Broadly if any of the following apply then the IRR number is not to be trusted:
- IRR comes out high (>15% per annum)
- You have a significant intial cashflow coming out early
- You have cashflows close together
- You have an early investment that makes a high return
The IRR can give answers that are compatible to a “normal” CAGR in some circumstances (as I show in that example) – for example when returns are steady and most of the payout occurs toward the end of the period, but often won’t, and most financial markets professionals just aren’t tuned into the difference. So we need to be a lot more skeptical than we are.
These markets have historically been unregulated, so there’s no restrictions on what PE firms can say. However as Ludovic says the SEC has proposed some changes to the governing of private funds, which cite his work.
Three important takeaways:
Insist on PME (public market equivalent) and MOIC (multiple of invested capital) as performance measures that will give a fairer picture … not perfect, but better
Prioritise investing in open-ended structures whenever you possibly can – these are simply better aligned with end investors, including for all the reasons noted above but not only for those reasons. In some areas like infrastructure, property and asset-bakced securities this is possible. In some other areas it simply isn’t, but don’t stumble into a closed-end fund if an open ended fund exists.
Fees. We haven’t really talked much about them but a big part of Ludovic’s work is picking through the private markets value chain to show what a staggeringly expensive way it is to deploy capital. In one example he estimates that to deploy £200bn in private equity “costs” c£100bn in costs, creating an enormous cost headwind for investments to overcome. But, fees in some private markets areas have come right down, for example infrastructure and private debt. Don’t get caught paying “2 and 20” when the real going rate may be less than half that.
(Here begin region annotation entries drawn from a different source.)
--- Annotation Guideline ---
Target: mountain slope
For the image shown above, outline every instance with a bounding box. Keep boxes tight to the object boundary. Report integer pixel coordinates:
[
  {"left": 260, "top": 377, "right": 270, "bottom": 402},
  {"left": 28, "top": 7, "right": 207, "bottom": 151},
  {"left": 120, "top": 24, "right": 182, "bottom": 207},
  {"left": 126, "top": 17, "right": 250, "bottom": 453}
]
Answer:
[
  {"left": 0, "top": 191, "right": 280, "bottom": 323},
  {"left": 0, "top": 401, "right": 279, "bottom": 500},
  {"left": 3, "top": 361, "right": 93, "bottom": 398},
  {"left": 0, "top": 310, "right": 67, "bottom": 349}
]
Not saying private markets are a bad investment. In fact I think they can be great, just not as great as the superficial-level marketing and return numbers would have. Think carefully about why you’d want or need them in a portfolio and don’t default to some of the common lazy reasoning that often drives allocation decisions far more often than it should. I’m always amazed how asset owners/advisers will invest to chase say a 1% per annum “illiquidity premium” and then turn right around and pay almost all of that away in manager fees …
The “funny money” math of future expected return assumptions which drives a huge amount of asset allocation is particularly susceptible to the pitfalls of private markets: it’s easy to heap a nice juicy but vague additional return premium on, and essentially handwave away all fees by basically working in gross of fees terms without really being clear about it.
Sadly that often suits all parties involved as the allocator can claim a higher future expected return , so they look great (it’ll be a decade until anyone really checks the actual returns, if ever), and the private markets manager takes a large and sticky allocation and pockets some tasty fees. Not a co-incidence that so many private equity founders are billionaires.